TEMPO Interaktif, Ambon - Ketua Komnas HAM Perwakilan Perwakilan Maluku, Emmy Tahapary, menuding Kepolisian Daerah Maluku melakukan pembiaran konflik yang terjadi di Saparua dan Haruku, Maluku Tengah. “Ada faktor pembiaran karena baru menurunkan pengamanan pagi ini,” kata Tahapary kepada wartawan usai pelantikan pengurus Aliansi Jurnalis Indonesia (AJI) Ambon, di Rumah Kopi Balabu, Sabtu siang, 11 Februari 2012.
Menurut Tahapary, dari kedua peristiwa yang terjadi di Palau Saparua dan Pulau Haruku, Komnas HAM Maluku sudah mendapatkan laporan sejak Kamis pagi, 9 Februari 2012. Namun Polda Maluku baru menurunkan personel di kedua daerah yang bertikai Sabtu pagi, 11 Februari 2012.
Bentrok antarwarga di Desa Pelauw dengan Desa Rohomoni, Haruku, Maluku Tengah, terjadi kedua kalinya pada Jumat, 10 Februari 2012, sekitar pukul 20.15 WIT. Pemicunya, pertikaian soal penetapan tanggal peresmian rumah adat antara Salampessy muka dengan Salampessy belakang.
Akibatnya, lima orang tewas. Dua dari Salampessy belakang dan tiga orang dari Salampessy muka. Selain itu belasan orang luka-luka dan 230 rumah dibakar.

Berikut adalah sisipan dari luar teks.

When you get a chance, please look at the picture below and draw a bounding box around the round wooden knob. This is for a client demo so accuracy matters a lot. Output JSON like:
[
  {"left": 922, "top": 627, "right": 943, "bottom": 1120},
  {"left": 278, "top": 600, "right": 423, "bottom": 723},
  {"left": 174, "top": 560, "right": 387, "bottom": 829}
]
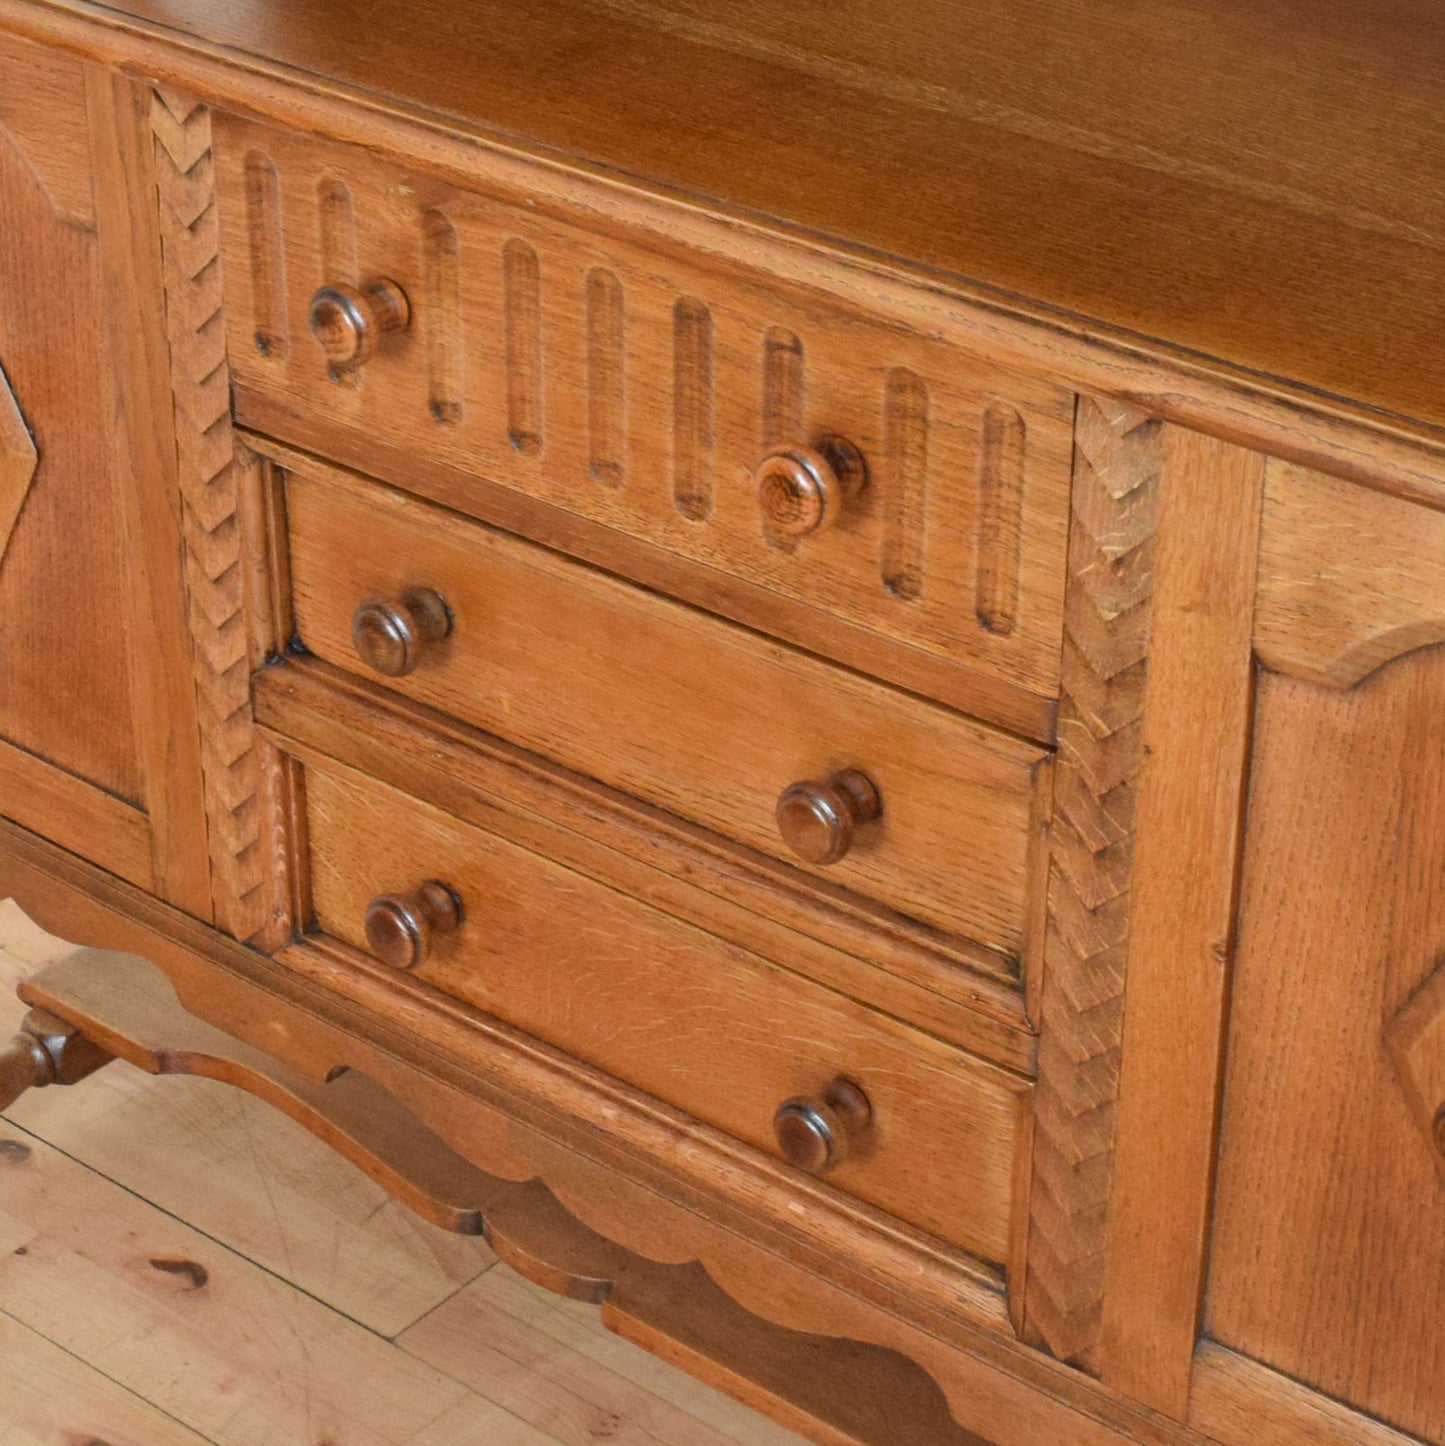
[
  {"left": 774, "top": 1078, "right": 872, "bottom": 1176},
  {"left": 754, "top": 436, "right": 867, "bottom": 539},
  {"left": 364, "top": 881, "right": 462, "bottom": 971},
  {"left": 308, "top": 278, "right": 411, "bottom": 373},
  {"left": 776, "top": 769, "right": 881, "bottom": 866},
  {"left": 351, "top": 587, "right": 451, "bottom": 678}
]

Peristiwa pertama terjadi pada Rabu, 8 Februari 2012. Namun polisi berhasil mengatasi pertikaian tersebut, dan berlanjut pada Jumat malam, saat lampu di kedua desa itu padam.
Baca Juga:
Untuk mengamankan kedua desa itu, Polda Maluku pada Sabtu pagi tadi menurunkan dua Satuan Setingkat Kompi (SSK) ke Desa Pelauw dan Desa Rohomoni. “Polisi diturunkan untuk menyekat agar kedua desa tidak saling serang,” ujar kepala Bidang Hubungan Masyarakat Polda Maluku, Ajun Komisaris Besar Johannis Huwae kepada Tempo, Sabtu siang, 11 Februari 2012.
Menurut Huwae, Polda Maluku juga menurunkan 1 SSK ke Desa Porto dan Haria, saparua, Maluku Tengah, untuk mengamankan kedua desa yang bertikai.
Bentrok antarwarga di Saparua itu menewaskan dua orang dan belasan orang luka-luka terkena tembakan dan serpihan bom rakitan.
Bentrok antarwarga Desa Porto dan Desa Haria berhasil didamaikan pada Desember 2011 lalu. Tapi kedua desa bertetangga itu kembali terlibat konflik setelah dipicu adanya pemukulan terhadap anak sekolah dan pemukulan pengojek. Konflik juga menyebabkan ratusan rumah terbakar.
Johannis Huwae menyebutkan akar persoalan bentrok antara warga di Saparua akibat rebutan air bersih. Karena itu Johannis Huwae menyarankan kepada Pemerintah Provinsi Maluku dan Pemerintah Kabupaten Maluku agar menyiapkan bak penampung air untuk didistribusikan kepada warga di Desa Porto dan desa Haria. “Kondisi terakhir sudah aman terkendali,” tuturnya.